To get around the problem of storage, Pfizer has developed a specially built deep-freeze "suitcase" that can be tightly sealed and transported even in non-refrigerated trucks.

These boxes are with packed with dry ice (solid carbon dioxide) and installed with GPS trackers, which will allow Pfizer to remotely track the location and temperature of the frozen vaccine vials. Each reusable box can keep up to 5,000 doses of the vaccine at the right temperature for 10 days.

The thermal shipping systems can be recharged with dry ice if needed, Pfizer said.

The boxes can only be opened twice a day for less than three minutes at a time while maintaining temperature standards.

Distributing and administering doses

The deep-freeze suitcases will give authorities 10 days to transport doses from the UK’s distribution centres to dedicated vaccination centres across the country.

A number of venues have already been earmarked, including sports halls, leisure centres and even the Copper Box stadium in London's Olympic Park.

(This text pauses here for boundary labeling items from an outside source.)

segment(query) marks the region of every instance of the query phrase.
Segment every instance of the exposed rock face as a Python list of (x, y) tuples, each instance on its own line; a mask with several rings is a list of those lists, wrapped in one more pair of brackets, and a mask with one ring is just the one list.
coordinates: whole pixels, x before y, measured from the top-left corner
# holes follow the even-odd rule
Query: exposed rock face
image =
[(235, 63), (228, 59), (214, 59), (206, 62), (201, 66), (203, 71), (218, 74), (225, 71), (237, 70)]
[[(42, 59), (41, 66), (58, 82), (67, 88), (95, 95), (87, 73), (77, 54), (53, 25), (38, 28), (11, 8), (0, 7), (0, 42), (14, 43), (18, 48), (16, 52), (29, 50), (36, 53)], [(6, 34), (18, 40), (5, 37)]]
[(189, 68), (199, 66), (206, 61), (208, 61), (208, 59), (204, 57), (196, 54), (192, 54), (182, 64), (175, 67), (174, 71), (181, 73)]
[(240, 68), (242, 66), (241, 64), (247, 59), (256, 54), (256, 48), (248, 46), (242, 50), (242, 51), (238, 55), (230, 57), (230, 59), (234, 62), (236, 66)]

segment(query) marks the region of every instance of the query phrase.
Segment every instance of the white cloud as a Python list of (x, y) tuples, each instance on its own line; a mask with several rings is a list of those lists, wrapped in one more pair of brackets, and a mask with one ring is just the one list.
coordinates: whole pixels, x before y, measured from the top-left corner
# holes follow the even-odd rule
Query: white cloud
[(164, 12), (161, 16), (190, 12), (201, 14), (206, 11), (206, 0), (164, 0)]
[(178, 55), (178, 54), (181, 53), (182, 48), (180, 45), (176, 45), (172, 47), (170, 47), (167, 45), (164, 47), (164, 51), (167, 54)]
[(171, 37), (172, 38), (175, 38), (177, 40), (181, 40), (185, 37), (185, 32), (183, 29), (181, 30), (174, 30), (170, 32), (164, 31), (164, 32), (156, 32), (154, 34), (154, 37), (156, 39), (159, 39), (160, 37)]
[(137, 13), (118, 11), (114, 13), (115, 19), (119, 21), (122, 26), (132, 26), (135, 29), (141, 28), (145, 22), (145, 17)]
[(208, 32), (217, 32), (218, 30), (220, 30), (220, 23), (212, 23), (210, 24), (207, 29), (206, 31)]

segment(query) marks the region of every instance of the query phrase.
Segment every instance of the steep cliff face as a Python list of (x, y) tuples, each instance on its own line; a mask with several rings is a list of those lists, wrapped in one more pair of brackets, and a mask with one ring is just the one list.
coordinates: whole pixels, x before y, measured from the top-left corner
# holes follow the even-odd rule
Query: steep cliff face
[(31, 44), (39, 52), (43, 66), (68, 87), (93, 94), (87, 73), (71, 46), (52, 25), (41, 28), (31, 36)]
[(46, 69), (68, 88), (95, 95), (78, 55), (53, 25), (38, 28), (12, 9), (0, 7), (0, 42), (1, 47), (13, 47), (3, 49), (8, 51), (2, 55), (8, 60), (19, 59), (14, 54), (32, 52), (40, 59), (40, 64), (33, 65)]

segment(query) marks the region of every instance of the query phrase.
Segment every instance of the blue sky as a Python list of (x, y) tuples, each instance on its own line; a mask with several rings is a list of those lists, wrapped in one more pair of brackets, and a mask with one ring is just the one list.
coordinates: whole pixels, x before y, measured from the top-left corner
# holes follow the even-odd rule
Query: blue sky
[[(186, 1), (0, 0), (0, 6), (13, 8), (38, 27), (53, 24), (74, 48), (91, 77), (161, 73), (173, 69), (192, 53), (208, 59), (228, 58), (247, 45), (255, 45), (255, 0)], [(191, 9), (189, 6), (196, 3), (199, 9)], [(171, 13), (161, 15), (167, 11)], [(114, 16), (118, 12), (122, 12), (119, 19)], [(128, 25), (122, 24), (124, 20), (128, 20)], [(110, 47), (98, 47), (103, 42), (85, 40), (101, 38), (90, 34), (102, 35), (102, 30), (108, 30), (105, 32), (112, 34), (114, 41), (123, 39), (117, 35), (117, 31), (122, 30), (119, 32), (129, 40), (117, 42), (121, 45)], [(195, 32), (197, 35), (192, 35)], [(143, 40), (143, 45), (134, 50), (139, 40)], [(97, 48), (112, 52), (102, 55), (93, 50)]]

The NHS Nightingale Hospitals are also being considered.

Once delivered, the vaccine can be stored in traditional fridges (2C-8C) for up to five days, meaning authorities will have to move quickly in administering all available doses among priority groups.

Because of the logistics involved, local GPs are unlikely to have access to supplies any time soon, though Public Health England has said that longer-term “national preparations” are under way regarding central storage and distribution across the country.

It is expected that at first the rollout will begin in hospital sites with sub-zero freezing capacity, to stop the vaccine vials from thawing too quickly. Health secretary Matt Hancock said on Wednesday morning that 50 hospitals in UK are already set up and waiting to receive supplies.

Pfizer's vaccination requires two doses 21 days apart, making it more complicated to deliver the required number of shots and ensure supplies do not go to waste.

Health secretary Matt Hancock said: "This is a challenging rollout and the NHS in all parts of the UK stands ready to make that happen.

"They are used to handling vaccines and medicines like this, with these sorts of conditions.

"It's not easy but we've got those plans in place, so this morning I spoke to my counterparts in the devolved nations to make sure that we are all ready to roll out this vaccine ... from early next week."

Professor Arne Akbar, president of the British Society for Immunology, said: “This announcement is not the end of the story and there is still much work to do. Roll out of the vaccine is going to be a logistical challenge and rely on our dedicated healthcare professionals around the country.”